Paris… comment un rassemblement des Frères Musulmans s’est transformé en plateforme visant à saper les valeurs européennes ?
De récents rapports de terrain et articles de presse ont révélé, selon leurs auteurs, la véritable nature de l’activisme frériste en France, décrivant le rassemblement annuel des musulmans tenu récemment au Le Bourget comme s’étant transformé en un « marché de l’extrémisme » destiné à endoctriner les jeunes générations et à consacrer leur séparation de la société française.
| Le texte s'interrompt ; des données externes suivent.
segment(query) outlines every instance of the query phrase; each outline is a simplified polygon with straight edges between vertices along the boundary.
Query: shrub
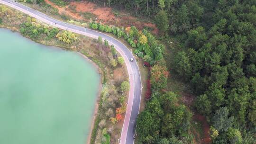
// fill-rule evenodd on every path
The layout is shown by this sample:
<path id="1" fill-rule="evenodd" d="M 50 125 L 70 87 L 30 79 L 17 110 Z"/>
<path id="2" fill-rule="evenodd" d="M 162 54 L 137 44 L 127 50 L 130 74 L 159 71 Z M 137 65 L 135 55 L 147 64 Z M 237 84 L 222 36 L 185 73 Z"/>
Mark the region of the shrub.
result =
<path id="1" fill-rule="evenodd" d="M 61 7 L 64 7 L 68 4 L 67 2 L 62 0 L 50 0 L 50 1 Z"/>
<path id="2" fill-rule="evenodd" d="M 25 23 L 25 25 L 26 27 L 30 27 L 31 26 L 31 23 L 27 22 Z"/>
<path id="3" fill-rule="evenodd" d="M 102 38 L 101 36 L 99 36 L 99 37 L 98 37 L 98 43 L 99 43 L 99 44 L 101 45 L 102 44 Z"/>
<path id="4" fill-rule="evenodd" d="M 103 128 L 106 126 L 106 120 L 105 119 L 101 119 L 99 123 L 99 126 L 101 128 Z"/>
<path id="5" fill-rule="evenodd" d="M 113 67 L 115 67 L 117 65 L 117 62 L 115 59 L 112 59 L 110 60 L 110 64 Z"/>
<path id="6" fill-rule="evenodd" d="M 105 27 L 105 31 L 107 33 L 111 33 L 112 32 L 112 28 L 109 26 L 106 26 Z"/>
<path id="7" fill-rule="evenodd" d="M 121 84 L 121 86 L 120 86 L 121 90 L 122 90 L 122 92 L 123 93 L 126 91 L 127 91 L 129 90 L 129 87 L 130 87 L 130 85 L 129 84 L 129 81 L 124 81 Z"/>
<path id="8" fill-rule="evenodd" d="M 31 19 L 31 21 L 32 22 L 37 22 L 37 19 L 35 18 L 32 18 Z"/>
<path id="9" fill-rule="evenodd" d="M 114 57 L 117 56 L 117 50 L 116 50 L 116 49 L 114 47 L 114 45 L 111 45 L 111 52 L 112 53 L 112 54 Z"/>
<path id="10" fill-rule="evenodd" d="M 30 23 L 31 22 L 31 18 L 29 17 L 27 17 L 27 22 Z"/>
<path id="11" fill-rule="evenodd" d="M 106 46 L 109 46 L 109 42 L 107 40 L 104 40 L 104 44 Z"/>
<path id="12" fill-rule="evenodd" d="M 93 21 L 90 23 L 89 24 L 90 27 L 94 29 L 98 29 L 98 25 L 95 23 L 95 21 Z"/>
<path id="13" fill-rule="evenodd" d="M 98 28 L 99 30 L 101 31 L 105 31 L 105 26 L 103 25 L 100 25 Z"/>
<path id="14" fill-rule="evenodd" d="M 139 38 L 139 42 L 141 45 L 145 45 L 147 44 L 147 38 L 145 35 L 142 35 Z"/>
<path id="15" fill-rule="evenodd" d="M 41 25 L 39 24 L 37 24 L 36 25 L 36 27 L 37 27 L 37 28 L 39 28 L 41 27 Z"/>
<path id="16" fill-rule="evenodd" d="M 124 58 L 121 56 L 119 57 L 118 58 L 118 63 L 120 63 L 121 65 L 124 64 L 125 63 Z"/>
<path id="17" fill-rule="evenodd" d="M 61 33 L 58 33 L 55 36 L 59 40 L 62 40 L 68 44 L 76 40 L 78 38 L 75 37 L 75 35 L 70 31 L 64 31 Z"/>
<path id="18" fill-rule="evenodd" d="M 59 30 L 56 28 L 54 28 L 49 31 L 47 33 L 48 38 L 53 38 L 55 37 L 57 33 L 59 33 Z"/>
<path id="19" fill-rule="evenodd" d="M 44 32 L 44 28 L 43 27 L 40 27 L 38 28 L 38 31 L 40 33 L 43 33 Z"/>

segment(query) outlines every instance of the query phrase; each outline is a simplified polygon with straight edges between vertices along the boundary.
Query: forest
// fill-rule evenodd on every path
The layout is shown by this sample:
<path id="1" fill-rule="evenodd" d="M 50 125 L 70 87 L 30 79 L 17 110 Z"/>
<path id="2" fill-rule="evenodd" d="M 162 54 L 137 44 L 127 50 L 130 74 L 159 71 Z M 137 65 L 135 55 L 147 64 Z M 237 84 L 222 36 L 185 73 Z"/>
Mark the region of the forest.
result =
<path id="1" fill-rule="evenodd" d="M 213 144 L 255 144 L 256 0 L 96 1 L 154 18 L 162 42 L 178 41 L 171 74 L 196 96 L 193 107 L 207 117 Z M 161 65 L 151 68 L 152 93 L 137 119 L 138 143 L 191 144 L 192 114 L 162 90 Z"/>
<path id="2" fill-rule="evenodd" d="M 174 75 L 195 96 L 192 107 L 206 117 L 212 144 L 255 144 L 256 0 L 88 1 L 147 18 L 159 30 L 156 36 L 132 26 L 90 24 L 125 38 L 149 67 L 146 104 L 137 119 L 137 144 L 193 143 L 193 113 L 180 96 L 165 90 L 167 77 Z M 171 41 L 179 50 L 173 62 L 165 54 Z"/>

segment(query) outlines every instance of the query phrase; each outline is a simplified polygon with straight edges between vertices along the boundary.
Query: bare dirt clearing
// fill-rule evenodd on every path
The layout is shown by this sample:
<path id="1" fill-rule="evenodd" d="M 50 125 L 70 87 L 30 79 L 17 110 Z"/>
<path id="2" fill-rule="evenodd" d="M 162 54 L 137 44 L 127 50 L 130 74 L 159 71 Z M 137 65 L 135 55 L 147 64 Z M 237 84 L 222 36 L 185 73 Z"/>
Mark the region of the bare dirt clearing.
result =
<path id="1" fill-rule="evenodd" d="M 94 18 L 94 17 L 83 17 L 83 15 L 91 14 L 96 16 L 98 22 L 107 25 L 113 25 L 119 27 L 130 27 L 134 26 L 140 30 L 145 27 L 151 30 L 155 34 L 158 33 L 158 29 L 156 25 L 150 22 L 142 22 L 136 17 L 130 16 L 129 13 L 119 12 L 118 14 L 114 15 L 111 8 L 97 7 L 93 3 L 88 3 L 87 1 L 71 2 L 65 7 L 61 8 L 53 3 L 45 0 L 45 1 L 57 9 L 60 14 L 64 14 L 71 17 L 72 18 L 80 20 L 88 21 L 90 18 Z M 94 20 L 94 18 L 93 18 Z"/>

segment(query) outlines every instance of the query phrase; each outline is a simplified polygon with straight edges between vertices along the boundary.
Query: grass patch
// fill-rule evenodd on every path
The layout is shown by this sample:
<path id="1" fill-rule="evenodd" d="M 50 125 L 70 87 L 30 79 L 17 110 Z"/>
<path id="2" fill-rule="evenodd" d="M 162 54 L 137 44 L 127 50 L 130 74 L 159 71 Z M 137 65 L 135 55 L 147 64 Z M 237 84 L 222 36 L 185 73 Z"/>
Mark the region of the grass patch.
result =
<path id="1" fill-rule="evenodd" d="M 69 20 L 69 19 L 71 19 L 70 17 L 69 16 L 68 16 L 68 15 L 65 15 L 64 13 L 62 13 L 60 15 L 60 16 L 61 18 L 64 19 L 64 20 Z"/>
<path id="2" fill-rule="evenodd" d="M 62 0 L 50 0 L 50 1 L 61 7 L 64 7 L 69 4 L 68 2 Z"/>
<path id="3" fill-rule="evenodd" d="M 194 134 L 196 139 L 201 139 L 203 137 L 203 131 L 202 129 L 202 124 L 200 121 L 193 121 L 191 123 L 192 129 L 193 129 L 195 133 L 199 134 L 200 137 L 196 136 L 196 134 Z M 197 141 L 198 141 L 197 140 Z"/>

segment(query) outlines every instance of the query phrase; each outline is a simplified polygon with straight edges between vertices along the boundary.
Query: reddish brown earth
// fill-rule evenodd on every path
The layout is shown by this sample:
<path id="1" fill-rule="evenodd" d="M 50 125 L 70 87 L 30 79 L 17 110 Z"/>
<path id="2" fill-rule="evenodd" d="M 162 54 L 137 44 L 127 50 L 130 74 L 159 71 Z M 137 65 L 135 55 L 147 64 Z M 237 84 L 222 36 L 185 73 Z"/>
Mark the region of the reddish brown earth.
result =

D’après le quotidien espagnol Atalayar, l’exposition organisée du 3 au 6 avril a donné lieu à la promotion d’écrits qualifiés de « poisons idéologiques ».
Les rapports font état de la présence d’ouvrages appelant explicitement à saper la paix sociale en incitant à l’exécution des apostats et des personnes homosexuelles, en déshumanisant les non-musulmans, et en véhiculant une hostilité envers les femmes à travers la justification du mariage des enfants et la défense d’une soumission absolue, ainsi que par l’usage d’un langage dénigrant à l’égard des femmes européennes. Ils évoquent également la promotion de livres appelant à des alliances idéologiques pragmatiques « y compris avec des courants iraniens » afin d’attaquer le tissu occidental.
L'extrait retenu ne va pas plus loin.